A fuel cell has a cathode, an electrolyte, and an anode. An oxidation agent, for example air, is fed to the cathode, and a fuel, for example hydrogen, is fed to the anode.
Various types of fuel cells are known, such as the SOFC fuel cell from the published patent DE 44 30 958 C1, as well as the PEM fuel cell from the published patent DE 195 31 852 C1.
The SOFC fuel cell is also called a high-temperature fuel cell, since its operating temperature can reach up to 1000° C. On the cathode of a high-temperature fuel cell, oxygen ions are formed in the presence of the oxidation agent. The oxygen ions are diffused through the electrolyte and recombine into water on the anode side with the hydrogen deriving from the fuel. During recombination, electrons are released, producing electric energy.
Typically, in order to achieve a high electric output, several fuel cells are electrically and mechanically connected to each other by means of connecting elements, also known as interconnectors. These interconnectors form fuel cells that are stacked on top of each other and electrically connected in series. This arrangement is called a fuel-cell stack. The fuel-cell stacks are comprised of the interconnectors and the electrode-electrolyte units.
In addition to their electrical and mechanical properties, interconnectors regularly also have gas distribution structures. This is accomplished by means of ridges and grooves (DE 44 10 711 C1 [U.S. Pat. No. 5,733,682]).
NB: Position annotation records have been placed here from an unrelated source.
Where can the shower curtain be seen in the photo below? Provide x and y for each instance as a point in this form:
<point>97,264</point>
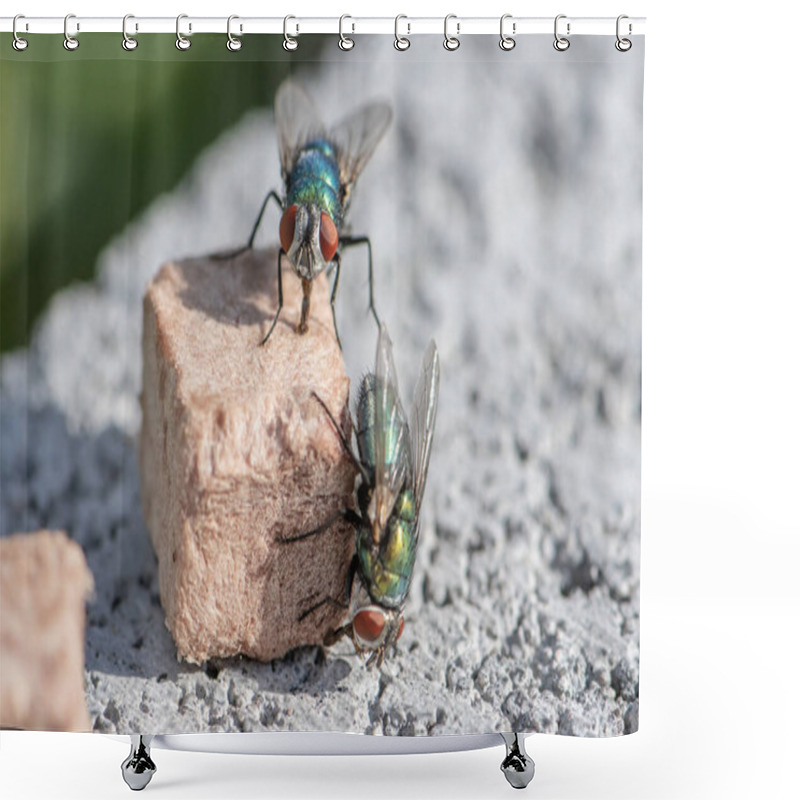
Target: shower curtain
<point>192,534</point>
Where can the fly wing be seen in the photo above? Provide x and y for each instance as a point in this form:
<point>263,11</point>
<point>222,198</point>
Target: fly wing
<point>357,136</point>
<point>423,420</point>
<point>297,120</point>
<point>392,446</point>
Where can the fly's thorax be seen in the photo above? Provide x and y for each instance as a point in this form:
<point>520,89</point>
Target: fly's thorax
<point>309,227</point>
<point>300,240</point>
<point>395,434</point>
<point>386,568</point>
<point>315,180</point>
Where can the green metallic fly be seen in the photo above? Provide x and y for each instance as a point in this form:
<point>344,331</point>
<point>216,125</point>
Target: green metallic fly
<point>393,463</point>
<point>319,166</point>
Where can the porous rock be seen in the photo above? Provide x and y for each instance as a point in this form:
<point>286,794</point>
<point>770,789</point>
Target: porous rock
<point>44,583</point>
<point>237,454</point>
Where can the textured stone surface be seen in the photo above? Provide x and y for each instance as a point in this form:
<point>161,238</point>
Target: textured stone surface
<point>235,454</point>
<point>518,246</point>
<point>44,585</point>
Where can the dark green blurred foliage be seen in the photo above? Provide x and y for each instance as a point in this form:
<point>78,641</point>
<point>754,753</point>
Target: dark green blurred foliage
<point>89,138</point>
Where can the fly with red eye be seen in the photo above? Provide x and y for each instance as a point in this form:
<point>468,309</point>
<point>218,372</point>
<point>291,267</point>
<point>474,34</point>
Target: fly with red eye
<point>392,462</point>
<point>319,166</point>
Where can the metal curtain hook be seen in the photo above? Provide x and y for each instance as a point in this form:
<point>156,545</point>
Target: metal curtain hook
<point>561,43</point>
<point>623,45</point>
<point>451,42</point>
<point>345,42</point>
<point>289,43</point>
<point>507,42</point>
<point>234,43</point>
<point>70,42</point>
<point>18,43</point>
<point>400,42</point>
<point>128,42</point>
<point>182,43</point>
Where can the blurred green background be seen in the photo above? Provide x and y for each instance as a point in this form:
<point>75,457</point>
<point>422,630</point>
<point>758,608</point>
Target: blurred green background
<point>89,138</point>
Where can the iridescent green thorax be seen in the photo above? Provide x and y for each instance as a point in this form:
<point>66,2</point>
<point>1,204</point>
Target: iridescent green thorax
<point>395,435</point>
<point>315,180</point>
<point>387,568</point>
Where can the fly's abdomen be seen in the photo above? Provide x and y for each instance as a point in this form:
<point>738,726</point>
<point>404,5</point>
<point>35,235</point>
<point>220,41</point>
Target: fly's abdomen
<point>315,180</point>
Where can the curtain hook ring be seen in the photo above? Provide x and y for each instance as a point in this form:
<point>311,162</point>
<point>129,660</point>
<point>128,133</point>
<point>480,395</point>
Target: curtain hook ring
<point>451,42</point>
<point>623,45</point>
<point>70,42</point>
<point>128,42</point>
<point>401,42</point>
<point>18,43</point>
<point>182,43</point>
<point>234,43</point>
<point>289,42</point>
<point>345,42</point>
<point>507,42</point>
<point>561,43</point>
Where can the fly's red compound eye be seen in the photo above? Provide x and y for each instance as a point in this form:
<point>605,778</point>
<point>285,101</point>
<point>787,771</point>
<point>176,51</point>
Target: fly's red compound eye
<point>328,237</point>
<point>287,227</point>
<point>368,624</point>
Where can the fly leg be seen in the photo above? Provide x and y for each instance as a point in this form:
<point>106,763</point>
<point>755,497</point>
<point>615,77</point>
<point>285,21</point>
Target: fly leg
<point>347,514</point>
<point>273,194</point>
<point>302,326</point>
<point>249,246</point>
<point>337,260</point>
<point>353,458</point>
<point>280,300</point>
<point>347,241</point>
<point>334,636</point>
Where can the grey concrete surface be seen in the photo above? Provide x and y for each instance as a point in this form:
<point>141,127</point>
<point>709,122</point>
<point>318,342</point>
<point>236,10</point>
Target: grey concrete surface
<point>504,208</point>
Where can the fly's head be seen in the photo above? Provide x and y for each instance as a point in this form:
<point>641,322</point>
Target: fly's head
<point>375,628</point>
<point>309,238</point>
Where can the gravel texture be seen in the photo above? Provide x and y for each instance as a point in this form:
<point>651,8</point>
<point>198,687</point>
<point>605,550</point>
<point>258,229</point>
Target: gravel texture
<point>504,208</point>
Gas-distribution structures have the effect that the operating agents are evenly distributed in the electrode spaces (spaces where the electrodes are located).
The disadvantage with fuel cells and fuel-cell stacks is that the following problems can occur:
metallic interconnectors having a high aluminum content form Al2O3 cover layers which disadvantageously act like an electrical insulator.
during a cyclical temperature load, heat tensions generally occur in connection with the relative movements of the individual components; these are a result of the different expansion behavior and/or the different expansion coefficients of the materials used during the operation.
In this regard, the state of the art does not yet provide for sufficient compatibility between the comparatively high expansion coefficients of the metallic interconnector and the current electrode materials, for example, whose expansion coefficients are comparatively small. On the one hand, heat tensions can occur between electrodes and interconnectors and can cause destruction within the fuel cell. On the other hand, this can also relate to the glass solders that are frequently used in fuel cells and are supposed to ensure the impermeability of the fuel cells. During the joining process, the fuel-cell stack is heated to approximately 700-900° C. and pressed together at 1-5 kN. This causes the glass solder to soften, so that the joining pressure not only causes gaps between the cells, the interconnectors, and the housing to be sealed, but at the same time results in a contact pressure to create an electrical contact between the cells and the interconnectors.
A disadvantage in this arrangement is that the glass solder crystallizes after only a few hours of operation and becomes brittle and hard. Its elastic properties are lost. As a result, the contact pressure acting on the outside of the stack is distributed over the outer sealing force and the inner contact force in an irregular and uncontrolled fashion. Moreover, when the fuel-cell stack is operated at 700-900° C. for an extended period of time, creeping occurs in the various layers of stack materials, and particularly shrinking in the initially unsintered cathode contact layer. This makes it impossible to maintain a reliable contact force between the cells and interconnectors, and the electrical contact is lost. The fuel cell is no longer functional.